An excellent example of an empowering initiative from Eyes of Hope is the mobile clinics program. Founded in 2005 in response to Hurricanes Katrina and Rita, the program now has three mobile units – effectively an optometrist’s office on wheels – in which local VSP doctors volunteer their time to provide eye exams to those in need. Prescription eyewear can even be made on the spot.

While COVID-19 paused the mobile clinics program, VSP Global was well positioned to ensure access remained available through its gift certificate program. Through partnerships with organizations like the American Red Cross, the company was able to continue distributing gift certificates for no cost eye care and glasses to adults and children in need.

Partnerships for purpose:

Purpose At Work: Lessons From VSP Global On How To Lead With Purpose

Partnerships are also a great way to scale impact and authentically act on purpose. VSP partnered with the American Diabetes Association on a multi-year campaign to raise awareness of the critical role eye exams can play in early detection and prevention of diabetes-related eye disease. “We’re taking a focused role in connecting eye health to the diabetes epidemic,” Hauteman says. “34 million Americans live with diabetes, but there’s 88 million that live in that pre-diabetic state and most of them don’t know it until it has developed into diabetes.”

People sometimes see their eye doctors more frequently than their regular doctor, Hauteman says. “Eye doctors are often the first to detect signs of diabetes. People often don’t realize that eye care professionals can detect signs of diabetes, glaucoma and hypertension. It is a window into your overall health,” she explains.

In its work to emphasize the role of optometry in early detection, VSP is also piloting solutions at the point of care. “We recently partnered with some doctors in Ohio, who are actually able to execute or offer A1C screening in their offices to detect diabetes.”

Another stand out collaboration is with the National Association of School Nurses. “Through VSP Eyes of Hope’s ‘Sight for Students program, we provide gift certificates for students in need to receive no-cost vision care from a local VSP doctor.
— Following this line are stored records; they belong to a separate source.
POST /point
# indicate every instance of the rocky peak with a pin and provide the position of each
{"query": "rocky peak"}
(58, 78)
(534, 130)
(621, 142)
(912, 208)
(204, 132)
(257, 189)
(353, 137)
To maximize the impact of the program, we partner with school nurses, who are on the front lines of providing vision screenings to students across the country,” Hauteman says. “They deliver the gift certificates directly to students who lack access to private insurance but need to visit an eye doctor for a comprehensive eye exam and vision correction. This partnership started in 1999 and almost 900,000 children have received free eye exams and glasses, which has helped transform their academic performance and their potential in life. We’re able to reach so many more lives together through this critical collaboration.”

The takeaway here is that it’s critical to find partners that can compliment your skill sets in scaling the reach and impact of your purpose-led initiatives.

Lessons from VSP’s CMO on how to Lead With We:

VSP’s experience of defining and acting on purpose presents an excellent case study for brands looking to scale purpose and profits. Here are some key takeaways from VSP’s CMO, Wendy Hautman, on how to cultivate a purpose-led company.

  1. “When you’re defining your purpose statement, every word matters. Take the time to hold discussions and get input from leadership and representatives of all stakeholders.”
  2.  If you’re going down a journey like this, go into it without having a sacred cow. For example, we started this journey with our mission statement. I didn’t think we should touch it because it resonated and had been around since the company started. I got some great feedback that encouraged me to dive into it. If it can end up being something bigger and stronger, that might be okay too. Now our mission statement, which was we helped people see, is now ‘we help people see every possibility.’ It’s stronger and more impactful. That only occurred because people challenged me and I was able to look at it with an open mind.”
  3. Leaders need to walk the talk. Your employees are watching. They’re learning from leadership and we need to set examples of what that looks like.